His previous film, Hereditary, was a masterclass in suspenseful storytelling, unraveling the plot, as the sanity of each character unravels along with it.
In Midsommar, we are treated to another group of close-knit characters, at the center are Dani Ardor, an emotionally unstable young woman, and her emotionally vacuous boyfriend, Christian Hughes. They are barely able to maintain their relationship when the unthinkable happens to Dani.
After a family tragedy, a young American couple joins some friends at a midsummer festival in a remote Swedish village. What begins as a carefree summer holiday takes a sinister turn when the insular villagers invite their guests to partake in festivities that grow increasingly unnerving and viscerally disturbing. From the visionary mind of Ari Aster (Hereditary), comes this dread-soaked cinematic fairy tale where a world of darkness unfolds in broad daylight.

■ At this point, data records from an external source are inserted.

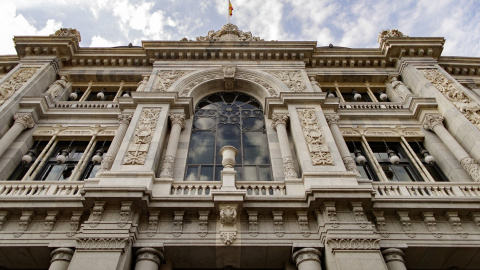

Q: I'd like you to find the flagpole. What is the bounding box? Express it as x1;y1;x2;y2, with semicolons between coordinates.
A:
228;0;230;24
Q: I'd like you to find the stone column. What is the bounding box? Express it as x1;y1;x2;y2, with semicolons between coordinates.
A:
98;113;132;172
382;248;407;270
49;248;74;270
325;114;361;177
134;248;164;270
423;114;480;181
160;113;186;178
271;114;298;178
0;113;35;158
292;248;322;270
390;76;412;102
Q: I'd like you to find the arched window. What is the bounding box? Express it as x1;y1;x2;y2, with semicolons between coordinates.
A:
186;92;272;181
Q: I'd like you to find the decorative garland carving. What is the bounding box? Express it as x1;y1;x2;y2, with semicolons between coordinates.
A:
123;108;161;165
421;69;480;131
67;211;83;237
397;211;415;238
297;109;333;165
326;238;381;251
118;201;132;228
198;210;209;237
272;211;284;237
179;73;223;97
268;71;306;92
173;211;184;237
247;211;259;237
446;212;467;238
89;201;105;228
372;211;389;238
147;210;160;237
421;212;441;238
14;211;33;238
236;73;278;97
0;211;9;231
76;238;129;250
0;68;38;105
297;211;310;237
40;211;59;237
153;70;192;92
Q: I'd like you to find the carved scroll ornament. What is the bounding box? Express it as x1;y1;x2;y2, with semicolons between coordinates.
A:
0;68;38;105
269;71;306;92
123;108;161;165
297;109;333;165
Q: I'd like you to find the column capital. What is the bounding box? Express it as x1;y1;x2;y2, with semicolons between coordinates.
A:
118;113;133;125
325;114;340;126
271;114;288;129
13;113;35;129
135;248;164;266
169;113;186;129
382;248;405;264
292;248;321;267
50;248;74;263
422;114;444;131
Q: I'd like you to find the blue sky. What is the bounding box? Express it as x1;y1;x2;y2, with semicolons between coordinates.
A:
1;0;479;57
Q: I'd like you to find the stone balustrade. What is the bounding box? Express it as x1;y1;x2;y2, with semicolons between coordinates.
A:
238;182;286;196
339;103;403;109
169;181;286;196
0;181;83;196
53;101;119;109
170;183;221;195
374;182;480;197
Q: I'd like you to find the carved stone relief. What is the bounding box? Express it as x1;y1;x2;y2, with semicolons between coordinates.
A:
446;212;467;238
179;73;223;97
136;76;149;92
247;211;259;237
272;211;284;237
326;238;381;251
40;211;59;237
377;29;408;43
118;201;132;228
51;28;82;41
0;68;38;105
236;73;278;96
220;204;238;245
89;201;105;228
421;212;441;238
67;211;83;237
397;211;415;238
46;76;68;99
196;23;263;41
223;65;236;90
372;211;389;238
198;210;209;237
390;76;412;101
297;109;334;165
147;210;160;237
173;211;184;237
268;71;306;92
123;108;161;165
323;202;339;228
153;70;192;92
76;238;129;250
296;211;310;237
351;202;369;228
421;69;480;131
14;211;33;238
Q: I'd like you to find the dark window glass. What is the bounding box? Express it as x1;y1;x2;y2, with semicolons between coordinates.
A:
408;142;449;182
186;92;272;181
341;91;372;102
346;141;377;181
8;141;48;180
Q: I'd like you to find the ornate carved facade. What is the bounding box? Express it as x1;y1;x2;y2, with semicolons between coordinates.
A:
0;24;479;270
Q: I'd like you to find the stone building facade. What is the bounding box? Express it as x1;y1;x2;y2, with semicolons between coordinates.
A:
0;24;479;269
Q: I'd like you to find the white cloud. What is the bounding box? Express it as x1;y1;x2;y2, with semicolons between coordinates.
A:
0;2;62;55
90;35;122;47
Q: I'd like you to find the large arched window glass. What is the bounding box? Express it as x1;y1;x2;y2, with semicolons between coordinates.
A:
186;92;272;181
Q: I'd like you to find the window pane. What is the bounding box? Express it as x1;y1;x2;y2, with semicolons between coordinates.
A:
42;164;63;181
243;132;270;164
216;124;241;164
258;166;272;181
200;166;214;181
188;131;215;164
185;166;199;181
390;165;416;182
244;166;258;181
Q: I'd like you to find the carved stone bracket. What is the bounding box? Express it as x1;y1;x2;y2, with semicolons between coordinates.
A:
470;212;480;231
297;109;334;165
0;67;38;105
421;212;441;238
351;202;369;228
372;211;389;238
268;71;307;92
219;204;238;245
397;211;415;238
147;210;161;237
296;211;310;237
76;238;130;250
0;211;9;231
123;108;161;165
323;202;339;228
198;210;210;237
247;210;258;237
153;70;192;92
446;212;467;238
173;211;184;237
14;211;33;238
41;211;59;237
118;201;133;228
223;65;236;90
272;211;284;237
67;211;83;237
89;201;105;228
326;238;381;252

The core of Midsommar is the story of a couple, teetering on the edge of a horrible breakup, the tension between Dani and Christian is palpable, and helps create an on-the-edge-of-your-seat feeling that will continue to build until the horrific, and inevitable conclusion. The acting in this film is superb, and Ari Aster's direction forces the viewer to partake in the sense of isolation, even when they are thrust into a group. This sense of ‘aloneness' will continue to build, especially when the group makes it to Sweden, the camera flips upside down and we are meant to take it in a literal sense, the world we have entered is upside down, and we know there is no escape. Something bad is about to happen, the group's obliviousness to it is what makes it so damn intriguing.
I happened to catch Midsommar at an AMC Theater, and I must say, when you watch a film like this at home, it's difficult to capture that sense of community like when you experience it in the theater. The collective groans, especially during certain unsettling scenes, mirrored the communal cries onscreen. It was a very ritualistic experience. However, his Blu-ray looks and sounds fantastic, Lionsgate Home Entertainment has done an excellent job with the MPEG-4 AVC, 1080p with an Aspect ratio: 2.00:1. Midsommar looks as good as it did on the big screen. Unlike most horror films, Midsommar's terror happens in broad daylight, and Ari's lens captures all of the gory details, with such vibrant and joyous details. The depth of field is breathtaking, from the scenes of whirling delight around the Maypole to the cool, stillness in the community "Bedroom", all have such a sense of eerie dread, and the Blu-ray captures it all perfectly. The film is gorgeous, and you will not be disappointed.
The audio is a treat as well, with DTS-HD Master Audio 5.1, the screams of anguish, when Dani gets the news of her family's death, to the brilliant film score, which I absolutely adore. The wailing, and sometimes cacophonous strings, set your whole body on edge, you know you are about to witness something horrific, but the music prepares you to FEEL it. Not to mention the sounds of a raging fire, and even the dialog, are front and center. Yet, I cannot say enough great things about the music in this movie, and it is presented well, on this release.
The extras are disappointing as there is really only one entitled Let the Festivities Begin: Manifesting Midsommar plus a promo called Bear in a Cage. I feel they could have done so much more but they choose to offer the bare minimum.
If you are a fan of Ari Aster's work or a fan of folk horror in the vein of The Wicker Man or even The Blood on Satan's Claw, Midsommar follows, proudly, the films in that genre. I recommend you watch this with a group of people, to experience the ‘collective shudder' that comes with the unconventional set pieces. Then you can decide which person, in the group to sacrifice… The Old Gods must be appeased, after all!